Edwin Salisbury Carman (January 31, 1878 - March 20, 1951) was an American mechanical engineer, founder and head of Edwin S. Carman, Inc., engineers and foundry consultants, and inventor. He was president of the American Society of Mechanical Engineers in the year 1921-22.

== Biography ==
=== Family and education ===
Edwin Salisbury Carman was born at Prairie Depot in Wood County, Ohio as son of Howard Carmen and Minerva Adeline (Bixler) Carman. His grandfather, Thomas S. Carman (1808-1903), had been a physician in Ohio and a pioneer in the early days of the state.

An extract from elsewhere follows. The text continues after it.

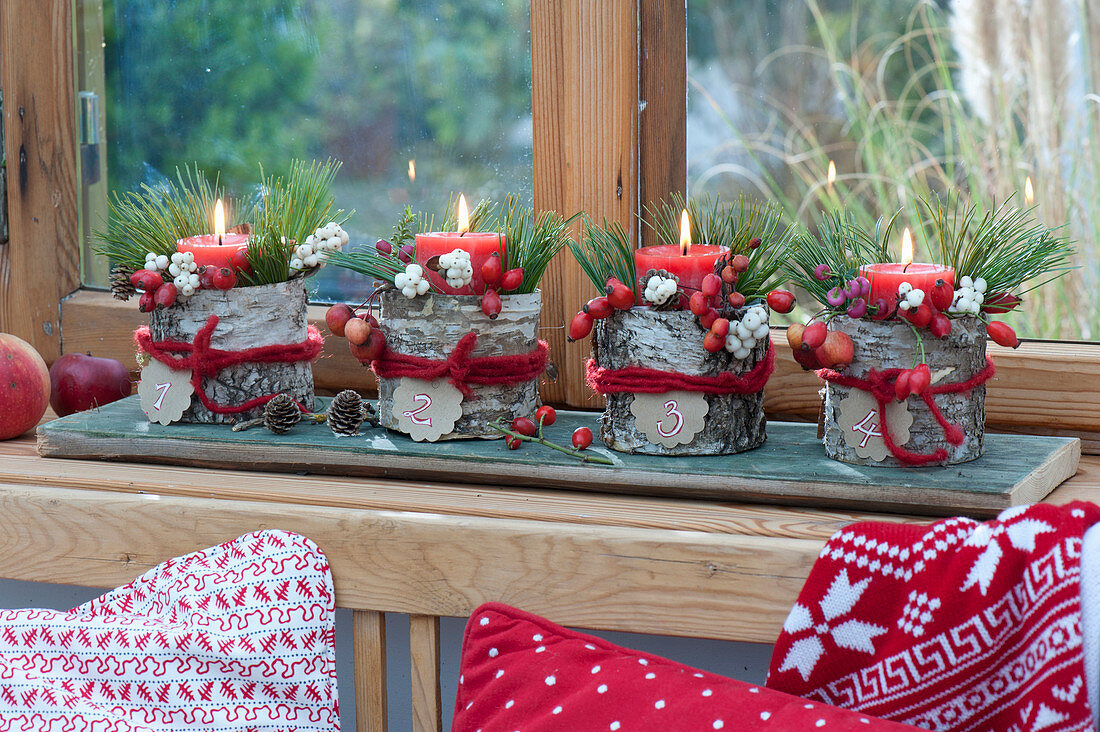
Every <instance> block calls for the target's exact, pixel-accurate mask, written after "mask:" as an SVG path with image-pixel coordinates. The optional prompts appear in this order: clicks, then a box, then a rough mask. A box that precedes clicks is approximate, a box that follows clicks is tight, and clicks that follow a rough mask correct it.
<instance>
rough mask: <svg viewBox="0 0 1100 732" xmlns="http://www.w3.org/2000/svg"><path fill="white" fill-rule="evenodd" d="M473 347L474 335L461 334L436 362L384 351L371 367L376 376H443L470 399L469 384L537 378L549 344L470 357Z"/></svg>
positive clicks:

After public school education, he took a commercial course and attended evening classes in engineering at the Cleveland Manual Training School.

=== Career in industry ===
In 1899 Carman started his career in industry at the Sun Oil Company, of Toledo, later Sunoco. In 1903 he joined the American Machine & Manufacturing Co., where he assisted in designing electric cranes, rolling mill equipment and special machinery at the engineering department. In 1905 he was promoted chief engineer in charge of the designing, drafting and estimating departments.

Carman later founded his own construction and consultancy firm, Edwin S. Carman, Inc., engineers and foundry consultants. He was elected president of the American Society of Mechanical Engineers for the year 1921-22.

== Selected publications ==
- E. S. Carman. Foundry Moulding Machines and Pattern Equipment: a Treatise Showing the Progress Made by the Foundries Using Machine Molding Methods. 1920

- Patents, a selection
- Patent US1124293 - Casting mechanism for typographs, 1915.
- Patent US1220725 - Mold-making machine, 1917.
- Patent US1476688 - Flask-filling machine, 1923.
- Patent US1631998 - Rotary brush, 1927
- Patent US1739887 - Mechanism for handling sand in foundries, 1929.